The union advocate for the pilots argued a week ago, that the document outlining the mandate of the committee, seeks to stifle the rights of the association.
Dr Holder, who spoke to OBSERVER media from Barbados on the weekend, dismissed the suggestion and said Liat was not attempting to muzzle LIALPA.
He said the joint LIALPA/Board of Directors committee is a very good idea and should not be abandoned.
Holder added that forging a better working relationship between the pilots and the airline is key to ending disruptions that have led to customers not getting the best service that can be given and which they deserve.
The Liat board chairman said he will talk to his colleagues to ensure the idea does not die.
The committee comprises three members of the board of directors and three representatives from LIALPA.
The mandate of the committee speaks to building and fostering a higher level of trust between the association and the company, and calls for the establishment of a protocol for communications between the two.
The mandate also said there is to be no threatening communication or ultimatums to management and no disrespect to the management and Board of Directors either through letters, emails, radio shows or social media.
It also asked for a commitment by both parties to keep internal matters out of the public eye as the reputational damage to Liat hurts everyone.
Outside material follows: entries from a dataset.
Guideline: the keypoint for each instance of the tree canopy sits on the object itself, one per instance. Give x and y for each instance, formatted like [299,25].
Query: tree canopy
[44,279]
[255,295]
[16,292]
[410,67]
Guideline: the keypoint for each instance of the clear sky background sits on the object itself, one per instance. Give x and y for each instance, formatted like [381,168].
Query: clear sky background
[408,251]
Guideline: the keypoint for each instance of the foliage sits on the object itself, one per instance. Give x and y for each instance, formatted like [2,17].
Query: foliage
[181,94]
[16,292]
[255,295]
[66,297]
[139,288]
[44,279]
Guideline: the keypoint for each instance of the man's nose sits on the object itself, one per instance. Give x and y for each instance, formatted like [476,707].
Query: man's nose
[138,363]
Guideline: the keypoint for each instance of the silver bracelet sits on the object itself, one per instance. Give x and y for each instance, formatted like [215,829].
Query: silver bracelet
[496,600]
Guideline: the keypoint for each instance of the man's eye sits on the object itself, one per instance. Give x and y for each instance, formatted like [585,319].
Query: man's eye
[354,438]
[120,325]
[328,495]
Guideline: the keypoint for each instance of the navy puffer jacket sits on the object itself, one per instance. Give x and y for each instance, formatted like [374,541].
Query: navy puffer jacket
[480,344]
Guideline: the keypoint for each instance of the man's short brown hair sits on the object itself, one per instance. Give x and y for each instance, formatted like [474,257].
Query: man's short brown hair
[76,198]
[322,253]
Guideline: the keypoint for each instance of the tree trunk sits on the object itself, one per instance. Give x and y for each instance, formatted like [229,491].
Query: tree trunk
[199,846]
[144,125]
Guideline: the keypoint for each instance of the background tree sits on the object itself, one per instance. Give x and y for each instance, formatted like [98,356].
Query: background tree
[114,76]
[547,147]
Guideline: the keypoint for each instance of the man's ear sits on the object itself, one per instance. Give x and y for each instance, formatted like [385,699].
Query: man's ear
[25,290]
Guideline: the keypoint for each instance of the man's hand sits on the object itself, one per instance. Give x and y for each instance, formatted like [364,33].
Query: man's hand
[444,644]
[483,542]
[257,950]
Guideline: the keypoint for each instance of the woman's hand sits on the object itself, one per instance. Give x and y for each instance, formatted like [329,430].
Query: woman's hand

The pilots and Liat often square off publicly.
Last evening, LIALPA President Captain Carl Burke reiterated the pilot’s stance and said the mandate ought to be revised.
Last week, he said, “The draft mandate did not reflect what was discussed at that December 1 [2016] meeting. We [wrote] to Mr Solomon expressing our disappointment in the direction in which the committee wanted to steer the negotiations. The draft mandate from the board was clearly trying to remove our constitutional rights and also our labour rights under the Antigua & Barbuda Labour Code.”